Apesar do que dizem os racistas, somos uma espécie extraordinariamente pequena e diversificada no nível genético

Que se a pele negra, que os olhos inclinados, que a pele branca, cabelos encaracolados, nariz grande ... todas essas características fenotípicas podem ser muito impressionantes, mas indicam que somos particularmente diversos no nível genético. Pelo contrário, somos uma espécie muito homogênea.

Além disso, as características acima mencionadas também não se referem a nenhuma diferença genética notável: há uma genética mais diversificada entre os negros no continente africano, por exemplo, do que entre um branco e um preto.

Estudos genéticos globais

Apesar de discursos racistas como o de Hitler ou a insinuação xenofóbica de alguns políticos dirigidos a pessoas nascidas do outro lado de suas fronteiras imaginárias, a verdade é que a genética tem pouco a dizer sobre como somos diferentes, seja por características físicas ou comportamentais.

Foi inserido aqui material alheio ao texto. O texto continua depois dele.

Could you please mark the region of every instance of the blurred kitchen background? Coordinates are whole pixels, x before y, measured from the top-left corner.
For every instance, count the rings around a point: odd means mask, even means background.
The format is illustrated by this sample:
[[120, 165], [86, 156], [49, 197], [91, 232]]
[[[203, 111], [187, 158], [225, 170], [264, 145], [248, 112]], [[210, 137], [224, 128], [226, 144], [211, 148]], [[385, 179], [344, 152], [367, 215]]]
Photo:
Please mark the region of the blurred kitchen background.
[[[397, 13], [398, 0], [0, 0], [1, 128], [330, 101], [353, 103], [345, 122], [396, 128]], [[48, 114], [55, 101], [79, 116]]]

A cor dos cabelos, dos olhos, da pele, a forma do crânio ... tudo isso nada mais é do que diferenças regionais superficiais que, no entanto, não afetam a uniformidade genética global da espécie humana. Como abundam nele Lewis Dartnell em seu livro Origens:

Na realidade, há mais diversidade genética entre dois grupos de chimpanzés que vivem em margens opostas de um rio na África Central do que entre humanos vivendo em cantos opostos do mundo.

A maior diversidade genética do planeta Terra não é, de fato, entre a África e o resto dos continentes, nem entre europeus ou chineses, mas entre os habitantes do próprio continente africano.

Além disso, esses estudos genéticos sugerem que a humanidade atualmente distribuída em todo o mundo descende de um único êxodo da África, em vez de várias ondas migratórias, e provavelmente não mais do que alguns milhares de migrantes originais.

Se existe uma certa ligação genética cruzada com outra espécie (se é que pode ser chamada assim): nossos ancestrais, quando começaram a se expandir na Eurásia, eles encontraram outros hominídeos que já haviam deixado a África muito antes e se reproduziam com eles.

Hominídeos como os neandertais, dos quais adquirimos vestígios de seu DNA (aproximadamente 2%) ou denisovanos, entre outros. E, é claro, o termo raça, entre os humanos, constitui um termo ambíguo.